De este modo, el "discípulo del Camino" –es decir, nosotros los cristianos– ve que su modo de pensar y de obrar cambia gradualmente, haciéndose cada vez más conforme al del Maestro. Caminando sobre las huellas de Cristo, se convierte en viandante y aprende –como el samaritano– a ver y a tener compasión. Ve y siente compasión. Ante todo, ve: abre los ojos a la realidad, no está egoístamente encerrado en el círculo de sus propios pensamientos. En cambio, el sacerdote y el levita ven al desgraciado pero es como si no lo hubiesen visto, pasan de largo, miran a otro lado.
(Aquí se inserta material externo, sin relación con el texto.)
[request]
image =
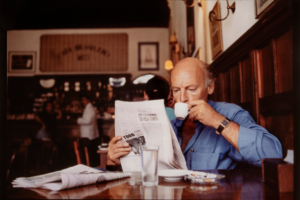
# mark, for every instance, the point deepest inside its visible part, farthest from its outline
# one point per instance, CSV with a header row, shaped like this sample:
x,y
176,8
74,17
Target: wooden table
x,y
239,184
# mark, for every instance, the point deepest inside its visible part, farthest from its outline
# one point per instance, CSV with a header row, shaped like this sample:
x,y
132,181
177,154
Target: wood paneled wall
x,y
256,73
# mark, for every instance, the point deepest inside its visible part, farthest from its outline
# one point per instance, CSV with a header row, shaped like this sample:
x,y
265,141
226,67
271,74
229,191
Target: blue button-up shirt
x,y
208,150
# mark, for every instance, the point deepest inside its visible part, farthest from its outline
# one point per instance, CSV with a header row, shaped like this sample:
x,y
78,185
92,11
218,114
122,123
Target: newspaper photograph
x,y
146,123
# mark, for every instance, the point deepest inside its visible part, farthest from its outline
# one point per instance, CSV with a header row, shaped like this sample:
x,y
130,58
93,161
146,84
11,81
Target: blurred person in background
x,y
158,88
88,121
89,129
47,118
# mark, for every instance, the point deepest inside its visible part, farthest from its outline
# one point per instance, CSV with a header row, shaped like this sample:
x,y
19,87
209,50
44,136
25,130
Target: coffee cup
x,y
181,110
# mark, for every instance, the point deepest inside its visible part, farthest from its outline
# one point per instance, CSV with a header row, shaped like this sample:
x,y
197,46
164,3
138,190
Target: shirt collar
x,y
178,123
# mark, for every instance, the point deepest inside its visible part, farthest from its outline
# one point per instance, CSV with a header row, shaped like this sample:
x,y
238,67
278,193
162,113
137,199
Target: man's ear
x,y
211,88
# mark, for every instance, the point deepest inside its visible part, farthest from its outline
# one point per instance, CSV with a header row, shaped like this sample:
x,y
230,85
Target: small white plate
x,y
173,174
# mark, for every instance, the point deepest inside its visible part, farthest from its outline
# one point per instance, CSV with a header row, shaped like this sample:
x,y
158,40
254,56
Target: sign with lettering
x,y
84,52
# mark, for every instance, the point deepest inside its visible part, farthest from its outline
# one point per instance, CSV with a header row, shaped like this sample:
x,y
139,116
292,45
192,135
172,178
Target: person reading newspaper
x,y
146,123
215,135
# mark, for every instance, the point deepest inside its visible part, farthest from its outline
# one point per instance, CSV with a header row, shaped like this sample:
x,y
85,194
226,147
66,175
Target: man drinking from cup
x,y
215,135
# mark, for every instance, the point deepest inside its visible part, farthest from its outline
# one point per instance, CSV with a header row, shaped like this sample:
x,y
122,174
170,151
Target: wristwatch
x,y
224,123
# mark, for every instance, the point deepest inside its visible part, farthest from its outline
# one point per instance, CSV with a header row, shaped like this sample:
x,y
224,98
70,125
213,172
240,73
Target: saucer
x,y
171,175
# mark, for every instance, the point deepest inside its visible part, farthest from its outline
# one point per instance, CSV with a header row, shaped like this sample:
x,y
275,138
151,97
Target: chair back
x,y
81,146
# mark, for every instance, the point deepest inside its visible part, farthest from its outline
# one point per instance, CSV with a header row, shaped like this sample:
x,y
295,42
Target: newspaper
x,y
80,192
78,175
146,122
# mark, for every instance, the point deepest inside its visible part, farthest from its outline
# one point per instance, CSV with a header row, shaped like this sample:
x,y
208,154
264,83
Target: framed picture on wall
x,y
198,54
148,56
261,6
22,61
216,32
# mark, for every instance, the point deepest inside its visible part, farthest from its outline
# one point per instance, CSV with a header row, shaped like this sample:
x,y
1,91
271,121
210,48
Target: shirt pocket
x,y
202,161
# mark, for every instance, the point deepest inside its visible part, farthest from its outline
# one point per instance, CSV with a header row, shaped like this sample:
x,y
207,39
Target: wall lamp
x,y
192,4
212,14
173,40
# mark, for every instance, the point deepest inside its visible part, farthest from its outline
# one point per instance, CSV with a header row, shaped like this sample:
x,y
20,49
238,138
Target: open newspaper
x,y
78,175
146,123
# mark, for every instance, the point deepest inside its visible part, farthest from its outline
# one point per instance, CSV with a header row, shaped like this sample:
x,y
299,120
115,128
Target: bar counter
x,y
67,128
238,184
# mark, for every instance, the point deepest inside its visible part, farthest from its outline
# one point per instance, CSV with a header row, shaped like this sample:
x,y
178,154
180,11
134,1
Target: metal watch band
x,y
221,126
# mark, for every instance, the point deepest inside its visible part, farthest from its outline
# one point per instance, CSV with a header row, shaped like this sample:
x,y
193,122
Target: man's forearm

El Evangelio nos educa a ver: guía a cada uno de nosotros a comprender rectamente la realidad, superando día tras día ideas preconcebidas y dogmatismos. Muchos creyentes se refugian en dogmatismos para defenderse de la realidad. Y, además, seguir a Jesús nos enseña a tener compasión: a fijarnos en los demás, sobre todo en quien sufre, en el más necesitado, y a intervenir como el samaritano: no pasar de largo sino detenerse.
Ante esta parábola evangélica puede suceder que culpabilicemos o nos culpabilicemos, que señalemos con el dedo a los demás comparándolos con el sacerdote y el levita: "¡Este y aquel pasan de largo, no se detienen!"; o que nos culpabilicemos a nosotros mismos enumerando nuestras faltas de atención al prójimo. Pero quisiera sugerir otro tipo de ejercicio. Cierto, cuando hemos sido indiferentes y nos hemos justificado, debemos reconocerlo; pero no nos detengamos ahí. Hemos de reconocerlo, es un error, pero pidamos al Señor que nos haga salir de nuestra indiferencia egoísta y que nos ponga en el Camino. Pidámosle que nos haga ver y tener compasión. Esta es una gracia, tenemos que pedirla al Señor: "Señor, que yo vea, que yo tenga compasión, como Tú me ves a mí y tienes compasión de mí". Esta es la oración que os sugiero hoy: "Señor, que yo vea, que yo tenga compasión, como Tú me ves y tienes compasión de mí". Que tengamos compasión de quienes encontramos en nuestro recorrido, sobre todo de quien sufre y está necesitado, para acercarnos y hacer lo que podamos para echar una mano.
A menudo, cuando me encuentro con algún cristiano o cristiana que viene a hablar de cosas espirituales, le pregunto si da limosna. "Sí", me dice. –"Y, dime, ¿tú tocas la mano de la persona a la que das la moneda?" –"No, no, la dejo caer". –¿Y tú miras a los ojos a esa persona? –"No, no se me ocurre". Si tú das limosna sin tocar la realidad, sin mirar a los ojos de la persona necesitada, esa limosna es para ti, no para ella. Piensa en esto: "¿Yo toco las miserias, también esas miserias que ayudo? ¿Miro a los ojos a las personas que sufren, a las personas a las que ayudo?" Os dejo este pensamiento: ver y tener compasión.
Que la Virgen María nos acompañe en esta vía de crecimiento. Que Ella, que nos "muestra el Camino", esto es, Jesús, nos ayude también a ser cada vez más "discípulos del Camino".